For additional speed, use the Win32 functions wherever possible, avoid any Delphi find/copy/getfileinfo functions. I'm not familiar with the Delphi framework but for example the C# stuff is WAY WAY WAY slower than the Win32 functions.
Regardless of you "not looking for a difftool", are you opposed to using Cygwin with it's "diff" command for the shell? If you are open to this its quite easy, particularly using diff with the -r "recursive" option.

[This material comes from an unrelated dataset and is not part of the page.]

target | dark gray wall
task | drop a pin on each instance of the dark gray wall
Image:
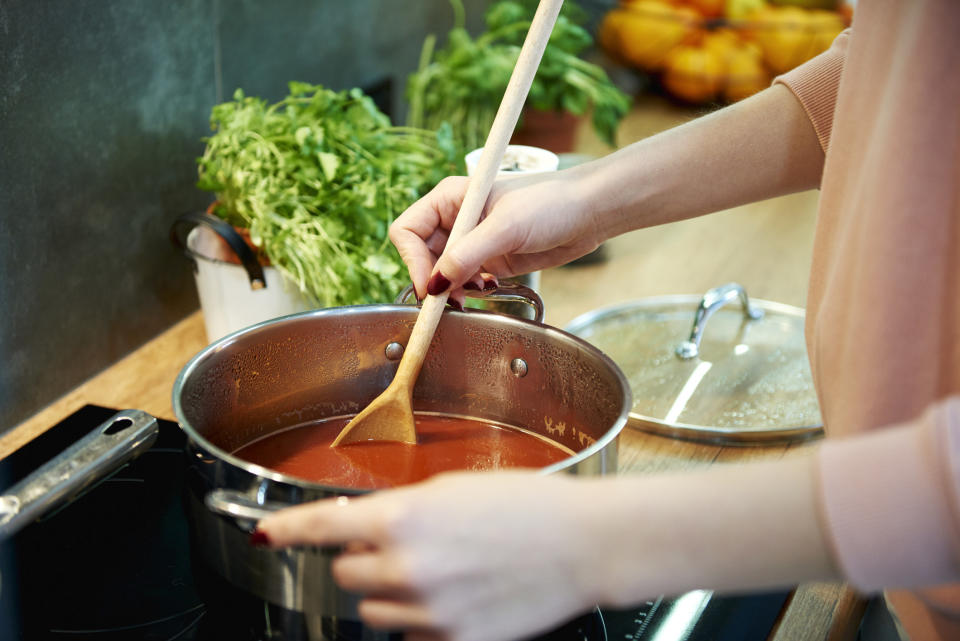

The following generates the differences between 2 Rails installs on my machine, and greps out not only information about differences between files but also, specifically by grepping for 'Only', finds files in one directory, but not the other:
$ diff -r pgnindex pgnonrails | egrep '^Only|diff'
Only in pgnindex/app/controllers: openings_controller.rb
Only in pgnindex/app/helpers: openings_helper.rb
Only in pgnindex/app/views: openings
diff -r pgnindex/config/environment.rb pgnonrails/config/environment.rb
diff -r pgnindex/config/initializers/session_store.rb pgnonrails/config/initializers/session_store.rb
diff -r pgnindex/log/development.log pgnonrails/log/development.log
Only in pgnindex/test/functional: openings_controller_test.rb
Only in pgnindex/test/unit: helpers
The fastest way to compare one directory on the local machine to a directory on another machine thousands of miles away is exactly as you propose:
generate a CRC/checksum for every file
send the name, path, and CRC/checksum for each file over the internet to the other machine
compare
Perhaps the easiest way to do that is to use rsync with the "--dryrun" or "--list-only" option.
(Or use one of the many applications that use the rsync algorithm,
or compile the rsync algorithm into your application).
cd some_backup_directory
rsync --dryrun myname#remote_host:latest_version_directory .
For speed, the default rsync assumes, as Blindy suggested, that two files with the same name and the same path and the same length and the same modification time are the same.
For extra safety, you can give rsync the "--checksum" option to ignore the length and modification time and force it to compare (the checksum of) the actual contents of the file.